Has there been any studies/tests on the reliability of these magazines ?

Thanks.


----------



## VAMarine (Dec 25, 2008)

Generally speaking, anything from ProMag sucks. It amazes me that they are still in business.


----------



## flycaster (Oct 19, 2008)

VAMarine said:


> Generally speaking, anything from ProMag sucks. It amazes me that they are still in business.


Agreed. I had a half dozen ProMags for a different autoloader. I ended up throwing out two of them. Of course I couldn't trust the others, so I so them. Crappo stuff.

Chuck


----------



## wpshooter (Sep 22, 2008)

Are these Pro Mag magazines labeled as such ?
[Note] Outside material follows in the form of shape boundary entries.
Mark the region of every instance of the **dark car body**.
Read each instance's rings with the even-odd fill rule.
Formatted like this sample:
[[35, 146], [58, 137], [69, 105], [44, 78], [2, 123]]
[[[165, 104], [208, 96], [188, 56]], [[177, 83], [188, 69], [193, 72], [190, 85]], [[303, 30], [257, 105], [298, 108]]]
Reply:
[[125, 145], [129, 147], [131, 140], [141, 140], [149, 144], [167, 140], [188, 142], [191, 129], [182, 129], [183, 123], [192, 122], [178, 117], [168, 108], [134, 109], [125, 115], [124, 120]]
The reason I ask is because I have some 20 & 30 round magazines which I purchased at a local gun show for my Beretta 92 and they do not have any markings on the magazines themselves telling what brand they are. They just have something like "for Beretta 92 and a 5 or 6 digit number" on the plastic sleeve that they are packaged in.

Thanks.


----------



## Freedom1911 (Oct 22, 2009)

Pretty much I hear nothing but bad stuff about pro mags but I took a chance with two for my Walther P99 and they work just fine. Never an issue. I use them as range mags only though. When SD is the matter of the day. I do not trust them, only the Walther/OEM mags that came with it or that I bought after the fact. But the ProMags have worked flawlessly to date.


----------



## Popeye (May 13, 2010)

I agree, PRO Mags may be fine for the range, but I've heard way to many complaints about them to bet my butt on them.


----------